Well, yes and no. The Old Testament more often mentions the mandate for us to love God than it talks about God loving us. Among the handful of references we do get to God loving Israel, some of them sound conditional and some don't. For instance, look at Deuteronomy 7:6–13. God's love sounds unconditional in verse 7 and conditional in verse 13. In 1 Kings 10:9 God's love sounds unconditional, in Prov. 15:9 it doesn't. Is God's mercy depicted as conditional? Yes. Is God's love depicted as conditional? Not consistently.


or for the notion that God loved Adolf Hitler and Mother Teresa equally.


Will God reward A.H. and M.T. equally? No, but that's a matter of God's justice, not his love. As you say later in your article, love is only one of God's attributes.

Anyway, the idea that God loves everyone unconditionally doesn't necessarily entail his loving everyone equally. We could say that God's unconditional, universal love for his creation is a sort of baseline: God loves all of us, even Hitler, because he created us and never stops wanting us to repent and seek relationship with him. But those of us who do seek that relationship, like Mother Teresa, may well find additional depths of God's love beyond that baseline, whereas those who reject God's love may well have to take their chances with his justice.


Frankly, I would be disappointed in such a God. It renders Him a love machine whose love cannot be affected by our behavior, not a loving being who is affected by how we act. It renders His love amoral. And it prevents us from growing up.


"What a crock," indeed. The larger point Prager is trying to make is a good one: that love — God's or otherwise — is not to be trampled upon or taken for granted. I just don't think he needs to throw out the concept of unconditional love to make that point.

So, Dennis, before you go to bed, I've got a little book you should read. It's called First John. Won't take you long. If you want, you can even just skip ahead to chapter 4:


Beloved, let us love one another: for love is of God; and every one that loveth is born of God, and knoweth God.
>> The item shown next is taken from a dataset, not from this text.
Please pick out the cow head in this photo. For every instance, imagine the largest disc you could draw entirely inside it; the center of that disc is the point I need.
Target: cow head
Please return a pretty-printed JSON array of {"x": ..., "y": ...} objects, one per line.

He that loveth not knoweth not God; for God is love.

In this was manifested the love of God toward us, because that God sent his only begotten Son into the world, that we might live through him.

Herein is love, not that we loved God, but that he loved us, and sent his Son to be the propitiation for our sins.

Beloved, if God so loved us, we ought also to love one another.

That's my Valentine's Day column. And for publishing a piece claiming that unconditional love is a bad idea, I'm sending WorldNetDaily a nice big box of chocolates. To be specific, the Whizzo Quality Assortment.